Finalement, guidé par un ange démoniaque le train s’ébranle, le voyage reprend dans un éclatement partiel des couleurs, coup de sang écarlate sous le jet d’un fouet noir. Mon cœur se met à brasser avec la vigueur d’un galop de chevaux sauvages ma vie en lambeaux. Mon histoire prend chair autour d’un squelette de mots qui grincent. Les phrases sont parvenues à prendre la place de mon angoisse jusqu’à la prochaine gare.

Nocturne

Nocturne, huile de Max Ernst (1891-1976, Germany)

Dans les jardins la nuit

seuls les bruits sont des plantes

les branches se répandent

comme les chevelures urticantes

des méduses dans le ventre des vagues

Dans les jardins le vent nuit

au silence il avance en froissant

les ailes des fougères

les sépales s’envolent

les iris jaunes et or miaulent

sur la voûte naissent des cailloux blancs au goutte à goutte

ils attendent

qu’un oiseau les picore et les goûte

Dans les jardins la nuit épouse les chants de la mer

mais repousse l’idée d’enfanter

éternellement les vagues

l’épine en grimpant jusqu’à la rose

retient la rosée nocturne en lui attrapant les pieds.

Naître

Window at Tanger, 1912 / Henri Matisse

Le bleu est entré dans ma chambre par la fenêtre. Je ne me souviens plus si c’est moi qui l’avais laissée ouverte. Le ciel est entré dans la chambre, s’est installé à ma table et m’a regardé de son œil étrange et presque transparent comme celui d’un cyclope. Et puis, le bleu a rempli l’espace suspendant dans leurs vols, mes actes, les objets, les passants dans la rue, la ville et ses chemins.

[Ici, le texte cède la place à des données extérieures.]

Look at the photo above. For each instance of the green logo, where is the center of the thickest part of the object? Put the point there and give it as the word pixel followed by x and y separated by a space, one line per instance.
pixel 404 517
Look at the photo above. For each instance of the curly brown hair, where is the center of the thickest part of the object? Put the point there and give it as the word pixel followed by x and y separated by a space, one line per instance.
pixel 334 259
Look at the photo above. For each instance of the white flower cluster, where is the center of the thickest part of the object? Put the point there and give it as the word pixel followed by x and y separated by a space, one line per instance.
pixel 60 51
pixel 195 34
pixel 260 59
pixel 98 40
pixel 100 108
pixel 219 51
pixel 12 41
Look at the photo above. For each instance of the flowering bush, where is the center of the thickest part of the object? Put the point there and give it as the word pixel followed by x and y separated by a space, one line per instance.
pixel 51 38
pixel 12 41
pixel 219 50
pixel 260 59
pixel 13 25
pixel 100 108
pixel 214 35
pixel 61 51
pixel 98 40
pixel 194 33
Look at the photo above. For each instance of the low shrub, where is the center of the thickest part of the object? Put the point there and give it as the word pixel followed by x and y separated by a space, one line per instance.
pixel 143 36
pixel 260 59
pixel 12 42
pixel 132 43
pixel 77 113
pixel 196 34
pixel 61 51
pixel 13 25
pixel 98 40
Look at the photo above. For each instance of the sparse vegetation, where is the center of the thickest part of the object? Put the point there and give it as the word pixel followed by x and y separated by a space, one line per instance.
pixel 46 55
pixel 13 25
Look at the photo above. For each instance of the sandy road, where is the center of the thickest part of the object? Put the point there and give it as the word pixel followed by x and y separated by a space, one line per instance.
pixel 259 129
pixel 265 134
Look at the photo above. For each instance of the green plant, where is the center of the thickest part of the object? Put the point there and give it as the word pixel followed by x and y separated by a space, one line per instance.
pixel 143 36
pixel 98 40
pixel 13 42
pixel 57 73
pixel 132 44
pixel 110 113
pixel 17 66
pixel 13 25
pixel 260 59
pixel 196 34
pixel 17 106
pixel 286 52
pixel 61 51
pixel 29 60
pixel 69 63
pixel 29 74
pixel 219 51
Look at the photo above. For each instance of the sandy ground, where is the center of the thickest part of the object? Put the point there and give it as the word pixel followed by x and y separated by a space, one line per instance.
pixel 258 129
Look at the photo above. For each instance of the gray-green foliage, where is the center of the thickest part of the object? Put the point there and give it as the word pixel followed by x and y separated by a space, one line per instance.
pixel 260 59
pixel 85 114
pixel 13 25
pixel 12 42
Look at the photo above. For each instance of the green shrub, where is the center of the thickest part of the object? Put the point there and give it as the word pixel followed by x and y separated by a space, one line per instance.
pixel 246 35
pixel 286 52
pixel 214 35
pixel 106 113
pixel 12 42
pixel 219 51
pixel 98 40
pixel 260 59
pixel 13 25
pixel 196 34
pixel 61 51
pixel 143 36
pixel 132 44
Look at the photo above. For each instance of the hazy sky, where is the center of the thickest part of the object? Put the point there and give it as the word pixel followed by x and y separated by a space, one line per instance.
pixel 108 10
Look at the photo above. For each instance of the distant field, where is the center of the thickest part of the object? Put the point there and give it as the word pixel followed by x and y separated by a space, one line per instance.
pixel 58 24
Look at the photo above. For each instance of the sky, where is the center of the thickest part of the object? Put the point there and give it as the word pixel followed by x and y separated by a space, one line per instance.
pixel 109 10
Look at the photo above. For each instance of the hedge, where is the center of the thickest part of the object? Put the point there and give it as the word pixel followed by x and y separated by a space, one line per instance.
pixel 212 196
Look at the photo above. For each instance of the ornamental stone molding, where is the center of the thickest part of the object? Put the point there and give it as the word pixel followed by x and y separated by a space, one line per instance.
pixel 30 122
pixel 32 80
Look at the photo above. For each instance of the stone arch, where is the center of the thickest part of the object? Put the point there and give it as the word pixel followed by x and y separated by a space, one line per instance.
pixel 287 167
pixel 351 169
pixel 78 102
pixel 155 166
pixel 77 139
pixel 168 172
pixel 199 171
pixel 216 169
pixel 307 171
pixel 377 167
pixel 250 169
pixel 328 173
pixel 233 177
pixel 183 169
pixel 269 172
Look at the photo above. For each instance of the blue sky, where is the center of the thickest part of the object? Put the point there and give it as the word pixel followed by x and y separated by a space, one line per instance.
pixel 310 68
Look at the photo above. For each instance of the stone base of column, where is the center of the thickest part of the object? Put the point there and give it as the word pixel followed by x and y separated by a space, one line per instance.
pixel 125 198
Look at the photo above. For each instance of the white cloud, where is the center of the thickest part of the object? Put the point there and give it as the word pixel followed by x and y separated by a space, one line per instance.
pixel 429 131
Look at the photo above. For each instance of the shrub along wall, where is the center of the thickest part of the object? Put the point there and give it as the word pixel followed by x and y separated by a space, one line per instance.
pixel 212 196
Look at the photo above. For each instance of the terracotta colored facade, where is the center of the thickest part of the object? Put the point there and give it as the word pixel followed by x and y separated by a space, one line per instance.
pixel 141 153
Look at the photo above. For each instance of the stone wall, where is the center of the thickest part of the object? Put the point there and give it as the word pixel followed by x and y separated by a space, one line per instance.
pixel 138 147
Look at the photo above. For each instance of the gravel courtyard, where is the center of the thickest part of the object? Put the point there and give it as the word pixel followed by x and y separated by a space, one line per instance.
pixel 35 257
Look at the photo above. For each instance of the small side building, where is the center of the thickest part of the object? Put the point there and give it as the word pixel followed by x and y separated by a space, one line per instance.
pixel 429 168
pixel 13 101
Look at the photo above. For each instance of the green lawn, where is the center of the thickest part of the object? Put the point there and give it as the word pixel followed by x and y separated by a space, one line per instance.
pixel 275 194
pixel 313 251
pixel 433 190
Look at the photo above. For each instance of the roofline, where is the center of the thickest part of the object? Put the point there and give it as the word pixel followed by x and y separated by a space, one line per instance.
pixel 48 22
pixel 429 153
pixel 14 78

Le bleu soulignait somptueusement la vie d’un seul trait. Comme une ombre, comme l’ombre d’une aile. Le bleu comme un oiseau portait le ciel vers le soleil.

Bleu nuit. Bleu outremer.

La couleur pénétrait toutes les couches de ma vie. Rêves et réalités se baignaient dans les mêmes teintes à peine distinctes les unes des autres. La vie ressemblait à un seul flot mu par la volonté de se révéler discrètement sensible.

Bleu, invisible à l’œil nu. Bleu comme la sève qui me sert depuis que je suis toute petite pour écrire, bleu pour faire entendre ma voix ou la laisser se perdre, bleu pour soutenir mes silences, camoufler mes solitudes, bleu pour me déclarer la guerre. Bleu comme une chair semblable à celle de la mer. Ou d’un lac enfui dans le nombril d’une montagne.

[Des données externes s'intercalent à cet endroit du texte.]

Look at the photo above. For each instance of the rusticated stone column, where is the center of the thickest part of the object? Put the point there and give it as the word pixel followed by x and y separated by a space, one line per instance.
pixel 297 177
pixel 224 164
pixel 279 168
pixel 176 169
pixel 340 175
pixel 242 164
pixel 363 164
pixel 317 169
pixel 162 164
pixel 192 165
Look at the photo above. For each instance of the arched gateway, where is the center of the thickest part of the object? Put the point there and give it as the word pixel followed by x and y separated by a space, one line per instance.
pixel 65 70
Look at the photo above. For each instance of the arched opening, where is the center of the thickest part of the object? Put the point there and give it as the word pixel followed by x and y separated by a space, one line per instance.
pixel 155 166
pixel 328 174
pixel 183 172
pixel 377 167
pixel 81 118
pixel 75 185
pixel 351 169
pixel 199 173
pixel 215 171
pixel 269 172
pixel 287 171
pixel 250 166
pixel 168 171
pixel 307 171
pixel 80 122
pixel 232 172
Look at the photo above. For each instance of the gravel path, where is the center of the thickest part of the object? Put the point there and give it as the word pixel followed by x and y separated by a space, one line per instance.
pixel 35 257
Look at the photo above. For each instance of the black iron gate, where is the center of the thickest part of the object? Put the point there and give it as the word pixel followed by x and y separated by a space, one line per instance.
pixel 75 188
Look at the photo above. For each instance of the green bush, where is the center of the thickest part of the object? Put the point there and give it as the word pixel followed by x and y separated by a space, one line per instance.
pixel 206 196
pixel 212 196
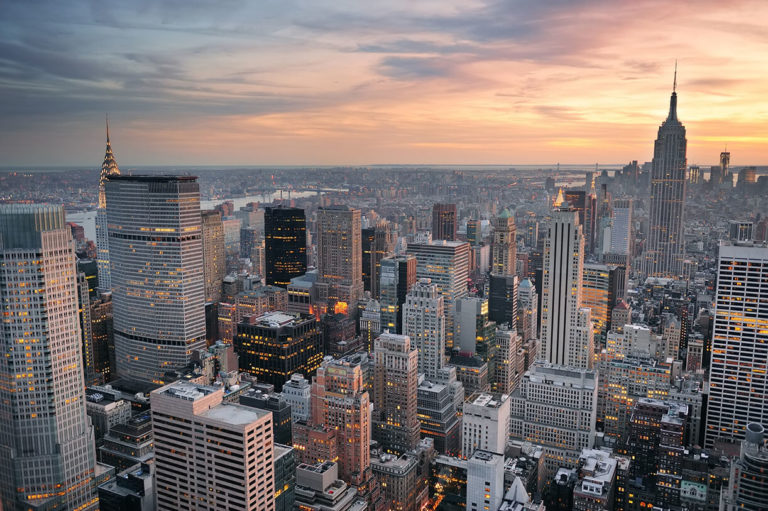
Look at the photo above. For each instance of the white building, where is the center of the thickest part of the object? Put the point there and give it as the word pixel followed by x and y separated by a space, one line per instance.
pixel 210 454
pixel 566 327
pixel 555 407
pixel 446 263
pixel 46 440
pixel 424 323
pixel 156 255
pixel 737 375
pixel 485 425
pixel 297 392
pixel 485 481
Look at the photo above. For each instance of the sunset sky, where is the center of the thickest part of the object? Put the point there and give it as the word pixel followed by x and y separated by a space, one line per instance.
pixel 231 82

Le bleu est entré dans ma tête par la fenêtre ouverte de la chambre. Il est entré sans attendre. Éblouissant, onctueux. Le bleu m’a possédée un moment tout en sachant qu’il n’a pas de consistance et qu’il n’existe que très faiblement. Il est évaporation, onde, mouvement de l’esprit et de l’âme, pigment éphémère. Le bleu est entré comme une femme, paré d’une beauté incontrôlable et totale. Si près d’être réduits en poudre, le bleu et moi. Cette couleur me suis-je dit, me comprend.